Generic medicinal product of Adriblastine 50 MG / 25 ML
Therapeutic class: Oncology and hematology
Active ingredients: Doxorubicin
laboratory: EG Labo
Injection solution for IV infusion
Box of 1 bottle of 25 ml
· Breast cancers
· Sarcomas of bones and soft tissues
· Hodgkin's disease and non-Hodgkin's lymphoma
· Solid tumors of the child
· Lung Cancers
· Acute and chronic leukemia
· Cancers of the bladder, ovary, stomach.
Dosage DOXORUBICINE EG 2 mg / mL Solution for IV infusion Pack of 1 vial of 25 ml
The average dosage is 40 to 75 mg / m 2 per cycle, each cycle being separated from the previous one by an interval of 3 to 4 weeks. The cycles are repeated up to a maximum total dose of 550 mg / m 2 .
The dose of doxorubicin is administered within 3 to 5 minutes in the tubing of an intravenous infusion of isotonic sodium chloride solution or 5% glucose solution:
· In one go,
· In 2 times during the day,
· Be spread over 2 or 3 days.
It is not necessary to perform a long infusion, it can be started shortly before the administration of doxorubicin and stopped a few minutes later.
It is extremely important to ensure that the administration is well endovenous.
Any extravasation may produce necrosis of the surrounding tissues: in this case, the injection should be stopped immediately.
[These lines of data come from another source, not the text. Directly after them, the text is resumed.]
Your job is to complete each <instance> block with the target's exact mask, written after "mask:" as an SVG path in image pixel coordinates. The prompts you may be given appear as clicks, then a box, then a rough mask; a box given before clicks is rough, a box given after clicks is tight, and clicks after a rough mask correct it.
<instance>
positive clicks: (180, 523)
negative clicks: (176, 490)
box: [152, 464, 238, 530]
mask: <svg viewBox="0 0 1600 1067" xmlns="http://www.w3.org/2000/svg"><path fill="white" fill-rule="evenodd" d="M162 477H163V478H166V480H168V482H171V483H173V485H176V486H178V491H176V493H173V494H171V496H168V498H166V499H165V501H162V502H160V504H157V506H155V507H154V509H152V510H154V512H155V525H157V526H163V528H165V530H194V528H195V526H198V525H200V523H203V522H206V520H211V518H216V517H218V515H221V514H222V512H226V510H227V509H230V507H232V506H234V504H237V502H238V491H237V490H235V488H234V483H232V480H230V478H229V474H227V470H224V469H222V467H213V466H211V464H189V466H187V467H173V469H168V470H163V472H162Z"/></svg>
The preparation of injectable cytotoxic solutions must be carried out by specialized and trained personnel with knowledge of the drugs used, under conditions ensuring the protection of the environment and especially the protection of the personnel handling. It requires a preparation room reserved for this purpose. It is forbidden to smoke, eat, drink in this room. Manipulators must have a set of equipment suitable for handling, including long-sleeved gowns, face masks, hood, safety goggles, sterile disposable gloves, worktop protection fields, containers and collection bags. waste. Excreta and vomit must be handled with care. Pregnant women should be warned and avoid manipulation of cytotoxics. Any broken container must be treated with the same precautions and considered as contaminated waste. Disposal of contaminated waste is by incineration in rigid containers labeled for this purpose.
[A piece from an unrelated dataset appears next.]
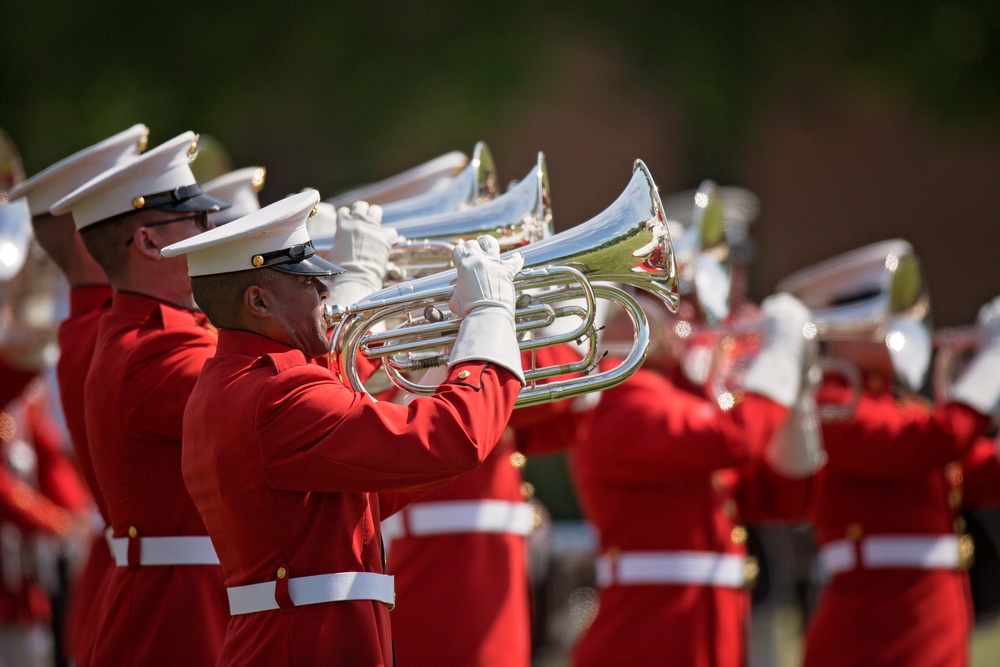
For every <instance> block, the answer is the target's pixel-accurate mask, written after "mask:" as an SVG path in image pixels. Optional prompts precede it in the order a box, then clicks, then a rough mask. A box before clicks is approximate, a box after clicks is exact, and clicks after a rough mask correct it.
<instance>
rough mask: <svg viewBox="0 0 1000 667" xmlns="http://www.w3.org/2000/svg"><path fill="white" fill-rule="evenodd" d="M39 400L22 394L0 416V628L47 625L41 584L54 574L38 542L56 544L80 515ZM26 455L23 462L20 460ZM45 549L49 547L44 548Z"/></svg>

These provisions may be envisaged within the framework of the oncology network (circular DGS / DH / 98 N ° 98/188 of 24 March 1998) in collaboration with any suitable and qualified structure.
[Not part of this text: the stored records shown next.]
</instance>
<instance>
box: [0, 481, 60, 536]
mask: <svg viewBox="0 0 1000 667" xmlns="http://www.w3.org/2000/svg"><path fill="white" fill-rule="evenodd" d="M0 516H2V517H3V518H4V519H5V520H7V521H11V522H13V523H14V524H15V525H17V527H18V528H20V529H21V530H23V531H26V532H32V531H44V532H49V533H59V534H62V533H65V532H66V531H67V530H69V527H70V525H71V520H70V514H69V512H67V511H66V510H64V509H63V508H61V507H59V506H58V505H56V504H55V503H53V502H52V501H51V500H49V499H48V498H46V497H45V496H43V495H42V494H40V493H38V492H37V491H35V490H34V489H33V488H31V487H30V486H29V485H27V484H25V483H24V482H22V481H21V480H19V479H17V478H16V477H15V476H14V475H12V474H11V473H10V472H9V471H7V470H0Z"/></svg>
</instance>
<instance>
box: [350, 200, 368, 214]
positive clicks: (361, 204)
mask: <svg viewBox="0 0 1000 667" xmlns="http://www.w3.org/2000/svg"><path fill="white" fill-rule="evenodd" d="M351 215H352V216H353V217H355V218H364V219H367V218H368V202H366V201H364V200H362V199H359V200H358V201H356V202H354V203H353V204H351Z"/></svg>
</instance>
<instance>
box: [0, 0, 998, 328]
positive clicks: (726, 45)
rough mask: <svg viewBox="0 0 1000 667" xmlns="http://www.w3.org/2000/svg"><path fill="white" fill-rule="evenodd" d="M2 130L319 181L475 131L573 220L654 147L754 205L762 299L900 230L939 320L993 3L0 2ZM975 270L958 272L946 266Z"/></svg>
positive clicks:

This medicine is contraindicated in the following situations:
· pregnancy and breast feeding,
· Cardiac toxicity induced by another anthracycline or maximum cumulative doses obtained for another anthracycline,
· Combination with the yellow fever vaccine.
This medicine is generally not recommended:
· In subjects with cardiac disease with proven heart failure. Coronary insufficiency is not a contraindication if it is controlled and is not complicated by a clear impairment of left ventricular function,
· in association with :
o live attenuated vaccines
o and phenytoin or fosphenytoin (see section Interactions with other medicinal products and other forms of interaction ).
Adverse effects Doxorubicin EG
General side effects:
· Medullary hypoplasia in about 2/3 of patients,
· Rapidly regressive immuno-depression,
· Alopecia in 90% of the cases, but reversible at the end of the treatment,
· Amenorrhea, azoospermia.
Febrile bouts, nausea, vomiting, abdominal pain and diarrhea have also been reported. But these manifestations are transient and do not pose a serious therapeutic problem.
Some changes in the ECG may appear: rhythm disturbances, QT prolongation in particular; Acute rhythm disturbances can occur within hours of the injection. Frequent ECG checks, possibly supplemented by a 24-hour recording (Holter method) should allow to clarify the meaning.
Potential associated electrolyte disturbances (hypokalemia, hyponatremia) should be corrected.
In some cases, severe heart failure, which is resistant to usual treatment, may occur. These reactions are rare in patients who received a total dose less than 550 mg / m 2, they are more frequent beyond this dose and can in this case reach 27% of patients.
As with other DNA-damaging anticancer agents, myelodysplastic syndromes and acute myeloid leukemias have been observed following combination therapy including doxorubicin.
With the topoisomerase II inhibitors, there has been reported a higher than expected incidence of secondary leukaemias presenting as de novo leukemias LAM2, LAM3, LAM4. Such forms may have a short latency period (from 1 to 3 years). These forms, accessible to a curative treatment, require early diagnosis and treatment adapted to curative purpose (see section Warnings and precautions for use ).